Compliance with GHS Rev.11 (2025), the current UN standard, is maintained through automated data enrichment from NIH PubChem.

Open Standards#

  • UN GHS Rev.11 (Globally Harmonised System of Classification and Labelling of Chemicals): The entire classification framework is built on GHS Rev.11, implementing all nine pictogram codes (GHS01-GHS09), signal words, H-codes (hazard statements), and P-codes (precautionary statements) exactly as defined by the UN.
  • CAS Registry Number (Chemical Abstracts Service): CAS numbers are used as the primary identifier for chemical lookup, cross-referencing between internal records, and as the key passed to the NIH PubChem PUG-View API for automated GHS enrichment.
  • UN Transport of Dangerous Goods (UN Numbers / UN Model Regulations): UN numbers are stored per chemical record and drive linkage to the Emergency Response Guidebook guide numbers and isolation distances, maintaining interoperability with international hazmat transport placarding.
  • NFPA 704 (Standard System for the Identification of the Hazards of Materials for Emergency Response): The fire diamond ratings for health, fire, and reactivity (0-4 scale) and special hazard codes (OX, W, SA) are stored alongside GHS data, giving responders the familiar NFPA visual alongside the UN classification.
  • US DOT/PHMSA Emergency Response Guidebook (ERG): ERG guide numbers, initial isolation distances, and first-responder actions are imported and linked to chemical records, providing field-deployable response procedures consistent with the North American hazmat response reference.
  • AEGL (Acute Exposure Guideline Levels, US EPA/NAS): Three-tier AEGL thresholds (AEGL-1 non-disabling, AEGL-2 irreversible effects, AEGL-3 life-threatening) in both ppm and mg/m³ are stored per chemical and feed atmospheric dispersion modelling contour calculations.
  • GeoJSON (RFC 7946): Evacuation zone polygons generated from dispersion modelling are output as GeoJSON, enabling direct ingestion by mapping systems and incident geofencing layers.

Last Reviewed: 2026-02-05 Last Updated: 2026-04-14

Key Features#

Universal Pictogram System#

Nine standardised GHS pictograms for instant visual hazard recognition across all chemicals.
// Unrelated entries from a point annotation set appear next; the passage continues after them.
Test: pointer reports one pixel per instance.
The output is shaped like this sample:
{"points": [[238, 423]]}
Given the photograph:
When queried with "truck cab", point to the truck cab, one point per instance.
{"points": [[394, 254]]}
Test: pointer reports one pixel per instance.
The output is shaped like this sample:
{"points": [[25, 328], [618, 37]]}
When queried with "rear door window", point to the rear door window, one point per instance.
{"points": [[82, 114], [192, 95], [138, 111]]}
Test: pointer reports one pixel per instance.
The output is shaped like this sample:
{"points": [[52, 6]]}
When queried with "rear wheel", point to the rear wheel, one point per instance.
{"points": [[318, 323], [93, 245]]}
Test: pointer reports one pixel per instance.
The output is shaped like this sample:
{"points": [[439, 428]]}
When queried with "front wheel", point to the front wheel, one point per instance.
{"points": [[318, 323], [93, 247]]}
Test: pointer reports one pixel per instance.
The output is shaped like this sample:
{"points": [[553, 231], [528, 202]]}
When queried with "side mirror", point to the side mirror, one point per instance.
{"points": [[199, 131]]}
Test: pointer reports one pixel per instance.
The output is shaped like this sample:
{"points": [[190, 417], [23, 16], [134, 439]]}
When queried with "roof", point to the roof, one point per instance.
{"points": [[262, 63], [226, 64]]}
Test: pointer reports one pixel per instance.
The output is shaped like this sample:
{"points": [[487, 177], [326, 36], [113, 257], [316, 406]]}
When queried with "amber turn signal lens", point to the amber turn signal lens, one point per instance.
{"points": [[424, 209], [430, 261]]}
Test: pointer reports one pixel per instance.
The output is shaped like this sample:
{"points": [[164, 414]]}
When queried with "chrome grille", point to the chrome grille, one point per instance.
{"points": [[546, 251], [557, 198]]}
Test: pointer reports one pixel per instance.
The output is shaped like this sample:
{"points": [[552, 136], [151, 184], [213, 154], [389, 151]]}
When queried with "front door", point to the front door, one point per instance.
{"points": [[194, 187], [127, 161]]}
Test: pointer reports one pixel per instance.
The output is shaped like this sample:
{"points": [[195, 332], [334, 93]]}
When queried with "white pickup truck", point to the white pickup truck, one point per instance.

The same symbols are used in 72+ countries, ensuring consistent hazard communication for international incidents and multi-lingual response teams.

Comprehensive Hazard Classification#

Sixteen hazard categories covering physical hazards (explosives, flammable gases, oxidisers), health hazards (acute toxicity, carcinogenicity, reproductive toxicity), and environmental hazards (aquatic toxicity). 500+ standardised H-codes (hazard statements) and 400+ P-codes (precautionary statements) indexed and searchable.

Automated Data Enrichment#

GHS classification data is updated automatically from the NIH PubChem database, ensuring current information for chemical identification and hazard assessment. Compliant with GHS Rev.11 (2025), the current UN standard.

Precautionary Statement Organisation#

P-codes organised by prevention, response, storage, and disposal categories, enabling responders to locate relevant safety guidance for each phase of incident management without searching through unstructured text.

Use Cases#

  • Emergency Response: Dispatchers provide field units with visual hazard identification and precautionary guidance based on GHS pictograms and classifications, enabling rapid hazard communication regardless of the responder's chemistry background
  • Facility Inspections: Verify proper chemical labelling compliance during safety inspections of industrial, commercial, and storage facilities
  • International Incidents: Consistent hazard communication for incidents involving chemicals from multiple countries of origin, where language barriers would otherwise create critical communication gaps

Integration#

Integrates with the Chemical Register, ERG Response Guide, and atmospheric dispersion modelling systems. GHS hazard data enriches chemical profiles alongside NFPA diamond ratings, AEGL thresholds, and response guidance from DOT, NOAA, and EPA reference sources.